[Biopython] SeqIO.index improvement suggestions

Fri Dec 18 21:39:11 UTC 2009

Hi Renato,

I'm cooking dinner while writing this, so it won't be as in depth as
usual...

On Fri, Dec 18, 2009 at 5:17 PM, Renato Alves <rjalves at igc.gulbenkian.pt> wrote:
>
> [I tried submitting this message to the dev mailing list, but got
> rejected since I'm not yet authorized to post there, so here it goes]

Have you definitely subscribed to the dev list? That should be all that
is required to post there, and this discussion would be better suited
there.

> Hi everyone,
>
> I'm working on changes to the Bio.SeqIO.index() function to make it more
> consistent with the .read and .parse i.e. accept a filehandle instead of
> a filename and also to include a way to cache the index into a file to
> speed up the process.
>
> The reason why we are implementing these two is because we were going to
> implement our own index solution until we realized this was added to 1.52.
>
> However the implementation in 1.52 has a few limitations.

Yes, this was designed to cover basic use cases in a general way,
but with the option in future to do other things - and in particular
saving the index to disk was kept in mind.

> One limitation is that we are using a gzipped database for the sake of
> space and using gzip.open() to create the file-handle that would then be
> passed to .parse(). The same was not doable with .index().
> This is already implemented in
> http://github.com/Unode/biopython/commit/6fc390151452e3ddf26a117269132125a3ffb3fe

That was a deliberate choice in that the index code wants to "own"
the handle. If other code has access to the handle, there is a risky
of different bits of code moving the handle pointer etc. But, if you
are careful it could be done.

There are also issues here in combination with saving the index.
With a filename, the code can easily reopen the file in the same
mode. With a handle, things are more tricky. You have non-file
handles to consider - such as the gzip example. There is also the
problem of recording the file mode (normal text, universal text,
or binary - which we will need for SFF files - code already written).

If we do change the code to allow handles, it would have to be
to allow handles OR filenames to be compatible with Biopython
1.52 and 1.53 (which take just filenames). This could be handled
as in Bio.SeqIO.convert(), which also allows both (which was the
subject of some discussion!).

> The second is that we are going to use this feature to quick search the
> database in a web application. Here we have the limitation that we don't
> have persistence across web requests, which means that we would need to
> recalculate the index on every web request.
>
> The details of how we plan to implement this are the following:
>
> cPickle the internal dictionary of offsets and save it on the database
> folder with the same name as the database + .index.
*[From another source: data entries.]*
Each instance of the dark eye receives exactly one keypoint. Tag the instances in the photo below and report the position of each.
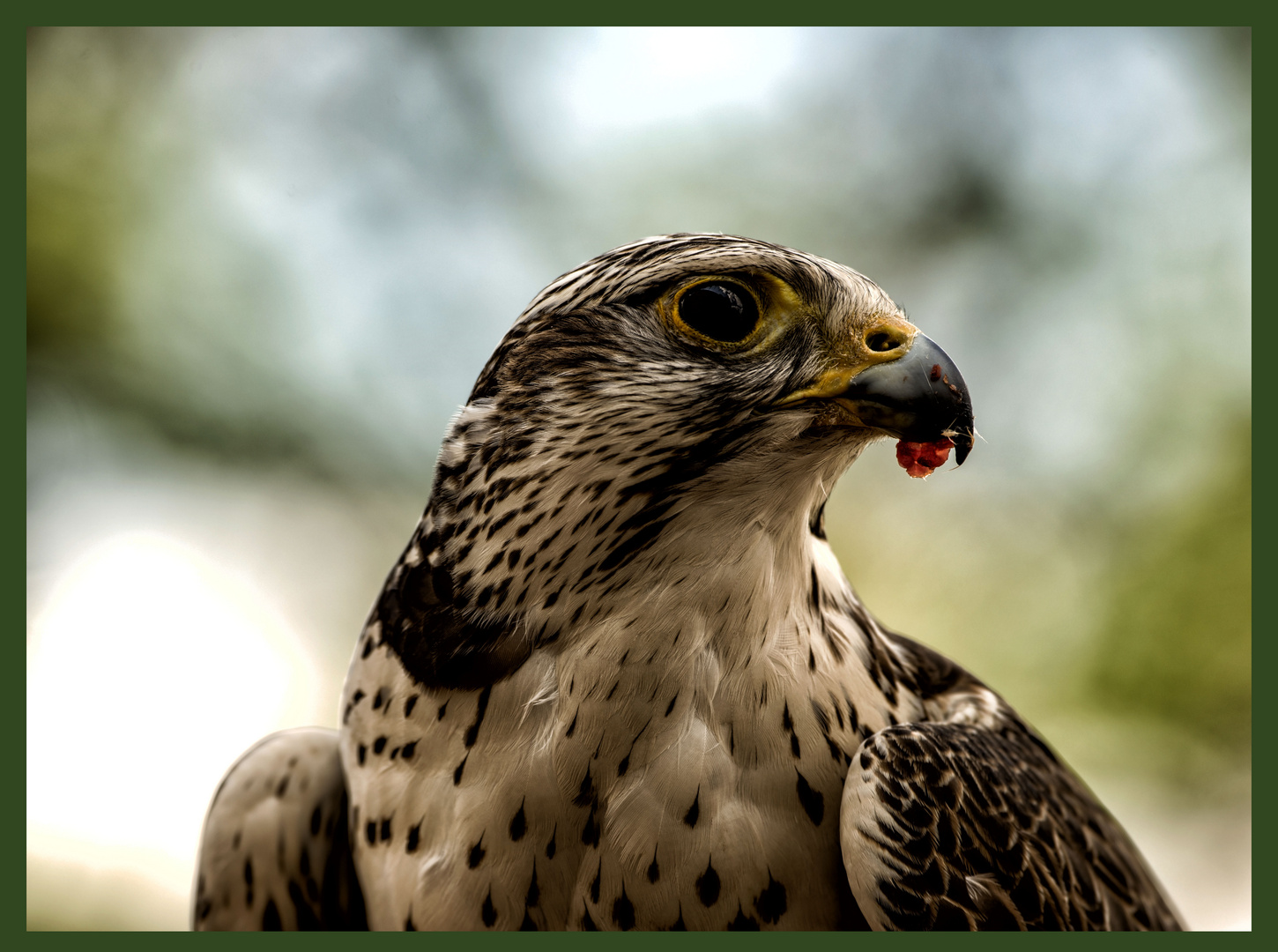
(720, 310)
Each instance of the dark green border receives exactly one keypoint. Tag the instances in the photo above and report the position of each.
(662, 13)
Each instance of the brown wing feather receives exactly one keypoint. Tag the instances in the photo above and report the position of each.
(970, 821)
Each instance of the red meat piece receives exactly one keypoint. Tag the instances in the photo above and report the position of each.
(920, 459)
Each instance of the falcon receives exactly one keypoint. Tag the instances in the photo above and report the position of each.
(618, 679)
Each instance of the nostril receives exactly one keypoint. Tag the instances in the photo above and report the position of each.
(880, 341)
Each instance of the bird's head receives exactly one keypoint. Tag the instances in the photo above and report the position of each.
(661, 401)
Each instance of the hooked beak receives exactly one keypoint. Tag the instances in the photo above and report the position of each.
(919, 398)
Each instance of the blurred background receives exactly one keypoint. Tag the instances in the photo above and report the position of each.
(264, 267)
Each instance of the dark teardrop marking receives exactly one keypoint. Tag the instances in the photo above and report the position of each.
(624, 911)
(813, 801)
(709, 886)
(271, 918)
(695, 812)
(534, 892)
(517, 824)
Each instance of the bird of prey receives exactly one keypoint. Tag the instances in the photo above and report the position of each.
(618, 679)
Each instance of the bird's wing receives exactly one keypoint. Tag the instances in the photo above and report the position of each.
(275, 852)
(970, 822)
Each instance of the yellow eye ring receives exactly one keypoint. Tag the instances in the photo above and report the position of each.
(720, 309)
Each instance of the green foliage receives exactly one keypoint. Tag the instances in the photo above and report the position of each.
(1176, 643)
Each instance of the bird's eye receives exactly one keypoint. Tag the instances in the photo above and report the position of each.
(720, 310)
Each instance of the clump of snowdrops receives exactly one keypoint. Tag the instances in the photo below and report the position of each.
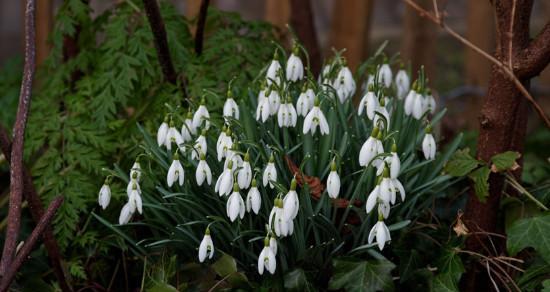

The consistency
> check on whether the file has changed will be performed based on name
> and timestamp. By default .index() will search for this file, check the
> timestamp and use the cache if they match, otherwise they will be
> recalculated. The save function will be available like:
>
>>>> >>> d = SeqIO.index(...)
>>>> >>> d.save(filename)
>
> where filename is optional and defaults to "%s.index" % _handle.name
>
> We already have a solution like this implemented with subclasses of
> SeqIO._index, it's just a matter of reworking that and merge it into
> BioPython if you consider a good addition to the code.
>
> I would like to hear your comments and suggestions on this.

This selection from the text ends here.